Immutable databases offer history and audit to your database. Immutable databases are becoming a popular alternative to blockchain. No survey of the category exists. This blog attempts to explain what an immutable database is, why you might want to use one, and what products exist.
Furthermore, this article attempts to differentiate between three types of immutable databases: ledgers, blockchains, and version controlled databases.
What is an immutable database?
Immutable databases are append-only databases – data can only ever be added. If you want to change or delete an entry, a new entry is created and the old entry is marked as belonging to a previous version. Thus, all history of how a database became the present state is preserved. This makes auditing data changes possible because the audit log is tamper resistant.
In order to make this possible most immutable databases rely on some form of two technologies: cryptographic signatures and Merkle Directed Acyclic Graphs (DAGs). These technologies prevent data from changing without the database knowing and allow data to be shared between multiple versions efficiently and quickly accessed.
What did we used to do?
Before immutable databases, if you wanted to build a database with an audit log, you accomplished the task with schema. The term of art for this is Slowly Changing Dimension. This is not true immutability. You build a schema using columns that indicate inactive or active or "active from" to "active to" dates. Version number or timestamp columns on rows can also be used. Then, your application uses these columns to construct present and historical views of the data. Your application never deletes, just changes state from active to inactive. I don't think anyone would consider this type of database truly immutable as the application or an operator can still make a mistake and modify or delete a record. But from the application's perspective, you get an audit log and history of every record in the database.
There is also SQL "as of" syntax. This is in the SQL standard as of 2011 (pun intended) and supported by Oracle, Microsoft SQL Server, and MariaDB. With this syntax you can configure a table to be versioned and then query a version using
as of <timestamp>. Tables configured this way are called "temporal tables". Temporal tables generally comes with scale limitations, hence the need for a new category of database to handle this use case.

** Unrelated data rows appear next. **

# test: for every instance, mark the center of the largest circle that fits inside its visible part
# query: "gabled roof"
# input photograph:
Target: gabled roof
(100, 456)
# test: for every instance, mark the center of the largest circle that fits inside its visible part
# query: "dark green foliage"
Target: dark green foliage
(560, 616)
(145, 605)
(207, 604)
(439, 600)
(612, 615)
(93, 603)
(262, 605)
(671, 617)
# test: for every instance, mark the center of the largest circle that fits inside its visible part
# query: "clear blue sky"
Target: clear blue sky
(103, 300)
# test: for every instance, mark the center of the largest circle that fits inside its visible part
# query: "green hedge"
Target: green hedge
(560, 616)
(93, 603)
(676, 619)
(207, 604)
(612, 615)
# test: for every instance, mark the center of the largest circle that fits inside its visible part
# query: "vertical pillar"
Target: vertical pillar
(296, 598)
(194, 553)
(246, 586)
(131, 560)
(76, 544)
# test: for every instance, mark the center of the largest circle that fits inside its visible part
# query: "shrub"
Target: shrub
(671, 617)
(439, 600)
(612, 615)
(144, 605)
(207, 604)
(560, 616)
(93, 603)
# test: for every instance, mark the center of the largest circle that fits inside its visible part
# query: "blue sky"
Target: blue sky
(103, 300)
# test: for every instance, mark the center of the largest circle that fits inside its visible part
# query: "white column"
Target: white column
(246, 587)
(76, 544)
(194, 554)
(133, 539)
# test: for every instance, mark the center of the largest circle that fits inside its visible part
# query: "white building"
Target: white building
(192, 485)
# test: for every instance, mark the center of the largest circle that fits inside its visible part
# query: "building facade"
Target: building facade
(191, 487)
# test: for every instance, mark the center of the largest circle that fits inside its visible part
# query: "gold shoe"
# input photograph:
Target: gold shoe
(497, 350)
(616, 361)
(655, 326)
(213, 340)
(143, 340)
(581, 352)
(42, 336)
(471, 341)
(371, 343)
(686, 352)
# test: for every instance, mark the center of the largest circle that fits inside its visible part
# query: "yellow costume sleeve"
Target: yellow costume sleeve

Ledgers vs Blockchains vs Version Controlled Databases
The immutable database is a relatively new category. Immutable databases are inspired by the technology and popularity of Blockchain databases like those used to power cryptocurrencies, Bitcoin and Ethereum.
Ledgers are simplified, centralized versions of blockchains: blockchains without consensus. Ledgers offer the immutability of a blockchain but for use cases where there is full trust in the writers. In this Is Dolt a Blockchain? article I make the case that decentralization and automated consensus are the main features that turn a ledger into a Blockchain.
A new category is emerging using similar technology. Version Controlled databases offer immutability along with a host of other features. Version controlled databases are decentralized – many copies of the database exist and can be written to independently. Version controlled databases offer branches, merges, and diffs to organize these writes.
For the rest of this article, we ignore any Blockchain solutions like Hyperledger Fabric or Ethereum. (EDIT: If you're interested in this category, we wrote a useful survey of the decentralized database category a couple months after this article was published.) The public blockchain space gets enough analysis and publicity, even Gartner is weighing in. We don't have much to add and we'd rather focus on Ledgers and Version Controlled Databases that don't get much written about them.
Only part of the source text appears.